With experimental fMRI data, we identified several potential false connectivities attributable to HRFv, with majority connections being between different lobes (Fig.2), corroborating larger variability in vasculature etc. between lobes, which affect the HRF [1]. Probing deeper into the landscape of percentage connectivity error (ΔFC) caused by HRFv (Fig.3), we found that HRFv caused a mean/median ΔFC of 30.5/11.5%. The histogram of ΔFC (Fig.4) shows that the mean ΔFC (14.7%), obtained after removing outliers, is a reasonable estimate of the average impact of HRFv on FC. Finally, we found a double exponential relationship between the magnitude of HRFv and its impact on FC (Fig.5a), which suggested that, for example, one-thirds of the connections had at least 10% change in connectivity, and 10% of connections had at least one-third change in FC due to HRFv. Even if one were to contend that the ground-truth HRFs were less variable or that our deconvolution estimates were considerably noisy, one would still observe nearly prominent effect of HRFv on FC (Fig.5b).

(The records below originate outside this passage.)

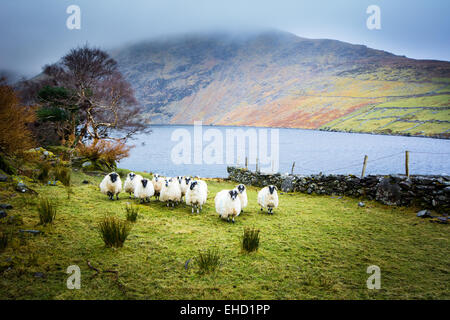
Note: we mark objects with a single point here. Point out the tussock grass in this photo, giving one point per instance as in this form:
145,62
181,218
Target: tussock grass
46,210
132,212
4,239
113,231
208,261
250,240
43,172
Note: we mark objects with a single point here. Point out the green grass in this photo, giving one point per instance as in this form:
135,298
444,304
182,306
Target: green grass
313,247
208,261
250,240
132,212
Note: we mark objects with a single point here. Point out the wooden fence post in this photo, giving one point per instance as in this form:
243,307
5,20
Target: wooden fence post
407,163
364,166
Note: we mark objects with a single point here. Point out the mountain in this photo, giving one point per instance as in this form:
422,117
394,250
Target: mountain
274,78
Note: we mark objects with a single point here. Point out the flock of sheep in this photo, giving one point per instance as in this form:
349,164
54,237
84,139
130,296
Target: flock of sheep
228,203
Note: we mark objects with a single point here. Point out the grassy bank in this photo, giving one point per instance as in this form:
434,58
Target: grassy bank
313,247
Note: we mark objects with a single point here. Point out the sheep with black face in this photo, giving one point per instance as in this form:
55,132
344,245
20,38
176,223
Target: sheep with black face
158,182
170,192
184,184
268,198
242,196
131,182
228,204
111,185
144,190
196,195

[1] G. K. Aguirre, E. Zarahn and M. D'esposito, "The variability of human, BOLD hemodynamic responses," Neuroimage, vol. 8, no. 4, pp. 360-9, 1998.
[2] D. A. Handwerker, J. M. Ollinger and M. D'Esposito, "Variation of BOLD hemodynamic responses across subjects and brain regions and their effects on statistical analyses," Neuroimage, vol. 21, no. 4, pp. 1639-51, 2004.
[3] D. Rangaprakash, M. N. Dretsch, W. Yan, J. S. Katz, T. S. Denney and G. Deshpande, "Hemodynamic variability in soldiers with trauma: Implications for functional MRI connectivity studies," NeuroImage: Clinical, vol. 16, pp. 409-417, 2017.
[4] G. Deshpande, K. Sathian and X. Hu, "Assessing and compensating for zero-lag correlation effects in time-lagged Granger causality analysis of FMRI," IEEE Transactions on Biomedical Engineering, vol. 57, no. 6, pp. 1446-56, 2010.
[5] J. D. Power, A. L. Cohen, S. M. Nelson, G. S. Wig and K. A. Barnes, "Functional network organization of the human brain," Neuron, vol. 72, no. 4, pp. 665-78, 2011.
[6] G. Wu, W. Liao, S. Stramaglia, J. Ding, H. Chen and D. Marinazzo, "A blind deconvolution approach to recover effective connectivity brain networks from resting state fMRI data," Medical Image Analysis, vol. 17, no. 3, pp. 365-374, 2013.
[7] E. Yacoub, A. Shmuel, J. Pfeuffer, P. F. Van De Moortele, G. Adriany, P. Andersen, J. T. Vaughan, H. Merkle, K. Ugurbil and X. Hi, "Imaging brain function in humans at 7 Tesla," Magnetic Resonance in Medicine, vol. 45, no. 4, pp. 588-94, 2001.
[8] J. Gross, Handbook of Emotion Regulation, New York: The Guilford Press, 2014.